Não existe fundamento de direito internacional para que a Justiça brasileira avance sobre um soldado israelense em férias no Brasil, à mercê de investigação de fatos de guerra acontecidos na Faixa de Gaza. Mesmo que haja provas concretas de que Yuval Vagdani cometeu crimes genocídio, sua presença no território nacional não é condição unicamente suficiente para a extraterritorialidade do artigo 7º, inc. II,  alíena “a”, do Código Penal Brasileiro.

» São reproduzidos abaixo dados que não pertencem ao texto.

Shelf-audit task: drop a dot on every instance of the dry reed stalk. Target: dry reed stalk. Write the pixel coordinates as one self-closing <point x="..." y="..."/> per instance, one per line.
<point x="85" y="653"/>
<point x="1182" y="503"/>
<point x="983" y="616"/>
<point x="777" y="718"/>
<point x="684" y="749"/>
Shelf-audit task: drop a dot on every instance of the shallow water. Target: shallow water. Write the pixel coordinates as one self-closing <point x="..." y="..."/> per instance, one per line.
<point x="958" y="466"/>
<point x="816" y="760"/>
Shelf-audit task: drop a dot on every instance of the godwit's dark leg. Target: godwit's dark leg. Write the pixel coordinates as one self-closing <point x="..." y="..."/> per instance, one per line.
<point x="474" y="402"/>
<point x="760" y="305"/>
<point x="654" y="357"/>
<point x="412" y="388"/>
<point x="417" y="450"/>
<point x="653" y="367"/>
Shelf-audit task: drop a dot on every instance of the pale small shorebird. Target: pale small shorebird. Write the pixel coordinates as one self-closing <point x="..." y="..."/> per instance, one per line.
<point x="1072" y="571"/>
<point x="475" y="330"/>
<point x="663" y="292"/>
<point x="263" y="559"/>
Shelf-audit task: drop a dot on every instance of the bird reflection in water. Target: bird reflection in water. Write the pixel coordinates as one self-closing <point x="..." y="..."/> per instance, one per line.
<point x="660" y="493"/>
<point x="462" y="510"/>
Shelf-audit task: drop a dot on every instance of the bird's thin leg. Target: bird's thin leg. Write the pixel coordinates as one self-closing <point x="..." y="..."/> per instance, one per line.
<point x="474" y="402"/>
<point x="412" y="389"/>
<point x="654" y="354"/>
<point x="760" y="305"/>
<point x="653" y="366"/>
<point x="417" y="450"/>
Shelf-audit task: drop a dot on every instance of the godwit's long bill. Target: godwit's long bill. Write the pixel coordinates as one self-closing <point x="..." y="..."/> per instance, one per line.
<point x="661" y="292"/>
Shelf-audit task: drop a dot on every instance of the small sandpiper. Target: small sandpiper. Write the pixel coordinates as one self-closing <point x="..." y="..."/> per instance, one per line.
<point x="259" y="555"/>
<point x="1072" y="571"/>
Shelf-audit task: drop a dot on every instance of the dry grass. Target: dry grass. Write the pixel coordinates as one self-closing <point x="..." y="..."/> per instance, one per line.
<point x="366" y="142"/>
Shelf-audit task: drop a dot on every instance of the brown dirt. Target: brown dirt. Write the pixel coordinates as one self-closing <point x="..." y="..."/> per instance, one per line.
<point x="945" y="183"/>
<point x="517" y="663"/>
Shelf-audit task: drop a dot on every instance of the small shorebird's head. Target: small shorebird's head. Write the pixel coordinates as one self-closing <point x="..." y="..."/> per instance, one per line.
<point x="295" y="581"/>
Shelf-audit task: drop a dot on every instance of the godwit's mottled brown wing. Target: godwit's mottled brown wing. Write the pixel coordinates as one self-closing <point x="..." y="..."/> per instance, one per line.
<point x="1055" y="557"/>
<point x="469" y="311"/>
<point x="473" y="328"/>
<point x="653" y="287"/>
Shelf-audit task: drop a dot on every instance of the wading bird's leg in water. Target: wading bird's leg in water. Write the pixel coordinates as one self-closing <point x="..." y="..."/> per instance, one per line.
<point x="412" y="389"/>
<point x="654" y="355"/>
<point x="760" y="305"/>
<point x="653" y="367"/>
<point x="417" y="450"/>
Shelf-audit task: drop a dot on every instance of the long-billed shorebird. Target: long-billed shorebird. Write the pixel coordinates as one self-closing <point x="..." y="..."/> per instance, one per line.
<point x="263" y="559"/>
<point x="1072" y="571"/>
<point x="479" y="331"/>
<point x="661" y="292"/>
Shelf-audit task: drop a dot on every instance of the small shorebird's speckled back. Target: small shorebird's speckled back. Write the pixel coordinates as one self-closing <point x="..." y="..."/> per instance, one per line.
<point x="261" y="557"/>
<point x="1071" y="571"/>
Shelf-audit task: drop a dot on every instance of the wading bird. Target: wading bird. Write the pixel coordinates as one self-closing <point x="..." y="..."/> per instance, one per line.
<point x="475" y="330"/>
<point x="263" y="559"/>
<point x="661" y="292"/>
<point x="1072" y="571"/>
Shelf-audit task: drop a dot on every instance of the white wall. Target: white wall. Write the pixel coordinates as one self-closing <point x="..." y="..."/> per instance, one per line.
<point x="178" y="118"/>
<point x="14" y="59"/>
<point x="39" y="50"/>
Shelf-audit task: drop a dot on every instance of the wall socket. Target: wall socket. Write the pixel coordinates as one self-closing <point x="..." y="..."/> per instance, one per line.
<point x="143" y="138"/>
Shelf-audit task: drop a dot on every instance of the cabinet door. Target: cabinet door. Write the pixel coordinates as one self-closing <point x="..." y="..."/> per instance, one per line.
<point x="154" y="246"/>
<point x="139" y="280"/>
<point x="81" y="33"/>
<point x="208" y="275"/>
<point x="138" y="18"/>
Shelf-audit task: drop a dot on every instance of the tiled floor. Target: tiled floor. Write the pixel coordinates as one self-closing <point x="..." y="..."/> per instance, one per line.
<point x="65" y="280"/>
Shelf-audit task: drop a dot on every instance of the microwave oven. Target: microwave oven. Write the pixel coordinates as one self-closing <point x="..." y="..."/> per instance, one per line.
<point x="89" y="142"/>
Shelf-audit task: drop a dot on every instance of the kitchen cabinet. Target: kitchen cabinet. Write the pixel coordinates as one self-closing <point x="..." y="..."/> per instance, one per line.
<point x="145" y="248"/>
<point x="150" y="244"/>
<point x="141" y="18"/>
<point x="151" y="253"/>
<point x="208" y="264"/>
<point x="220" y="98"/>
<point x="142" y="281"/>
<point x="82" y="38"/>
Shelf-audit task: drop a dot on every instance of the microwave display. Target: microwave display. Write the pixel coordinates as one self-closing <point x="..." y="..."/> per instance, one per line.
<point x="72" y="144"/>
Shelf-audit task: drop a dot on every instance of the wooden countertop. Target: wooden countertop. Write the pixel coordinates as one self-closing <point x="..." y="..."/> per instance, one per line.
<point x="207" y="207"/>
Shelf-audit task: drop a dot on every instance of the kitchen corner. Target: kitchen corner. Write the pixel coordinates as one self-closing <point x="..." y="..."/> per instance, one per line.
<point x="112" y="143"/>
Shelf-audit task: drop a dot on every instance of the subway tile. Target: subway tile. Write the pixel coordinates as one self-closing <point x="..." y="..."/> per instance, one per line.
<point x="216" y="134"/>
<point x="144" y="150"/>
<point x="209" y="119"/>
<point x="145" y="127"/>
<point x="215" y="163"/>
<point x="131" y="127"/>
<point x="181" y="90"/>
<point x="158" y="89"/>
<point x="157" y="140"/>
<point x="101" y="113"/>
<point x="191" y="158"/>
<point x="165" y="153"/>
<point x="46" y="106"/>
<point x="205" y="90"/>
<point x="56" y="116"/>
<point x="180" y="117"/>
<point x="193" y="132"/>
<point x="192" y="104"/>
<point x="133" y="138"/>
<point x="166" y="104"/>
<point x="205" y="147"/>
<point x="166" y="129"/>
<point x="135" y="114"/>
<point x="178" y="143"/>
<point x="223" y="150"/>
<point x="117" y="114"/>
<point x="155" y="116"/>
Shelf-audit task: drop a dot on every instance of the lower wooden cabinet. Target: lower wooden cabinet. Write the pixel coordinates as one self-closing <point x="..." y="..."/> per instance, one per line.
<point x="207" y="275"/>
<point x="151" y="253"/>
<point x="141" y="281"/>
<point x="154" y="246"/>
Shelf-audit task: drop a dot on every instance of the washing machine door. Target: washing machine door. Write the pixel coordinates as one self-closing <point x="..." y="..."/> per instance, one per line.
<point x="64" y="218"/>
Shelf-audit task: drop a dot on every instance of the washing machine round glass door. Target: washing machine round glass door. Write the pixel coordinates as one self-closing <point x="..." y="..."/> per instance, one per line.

Ora, para se dizer o mínimo, quando criada a competência internacional por extraterritorialidade do artigo 7º, do Código Penal, por intermédio da Reforma da Lei Penal nº 7.209, de 1984, nenhum tribunal  internacional penal do tempo da ONU existia no mundo.  O primeiro tribunal penal ad hoc do Conselho de Segurança da ONU só viria a ser criado em 25 de Maio de 1993. Foi apenas em 23 de Julho de 2009 que entrou para a agenda da Assembleia Geral da ONU o estudo do escopo e aplicação do princípio da jurisdição universal. Ora, como se explicar que, na interpretação de tal artigo 7º, do Código Penal Brasileiro, dê-se um viés sobre algo que sequer era pensado pelo legislador penal brasileiro, ainda sob o escólio da “Constituição de 1967” do regime militar brasileiro? É só ler-se a exposição de motivos nº 211, de 9 de Maio de 1983 para se ver que nada havia no contexto da reforma de internacionalidade ou universalidade penal brasileira. É de empalidecer São Benedito!

Não pode a jurisdição universal ser invocada, sob o direito penal brasileiro, pela Justiça doméstica sem lei que a autorize. Foi assim na França e assim na Espanha também, por exemplo. É essa a posição do Brasil na ONU.

Contudo, há julgados brasileiros do Tribunal Federal Regional que se refere à Espanha como paradigma de aplicação de jurisdição universal. Todavia, havia naquele país lei que permitia o exercício da jurisdição universal. (Tribunal Federal Regional da 3ª Região, julgamento de 25/5/2022 – 5001469-57.2020.4.03.6181).

Enfim, péssima onda em que surfou a Justiça brasileira, que criou embaraços diplomáticos para o Brasil sem absolutamente nenhum resultado, minimamente que seja, útil para o mundo.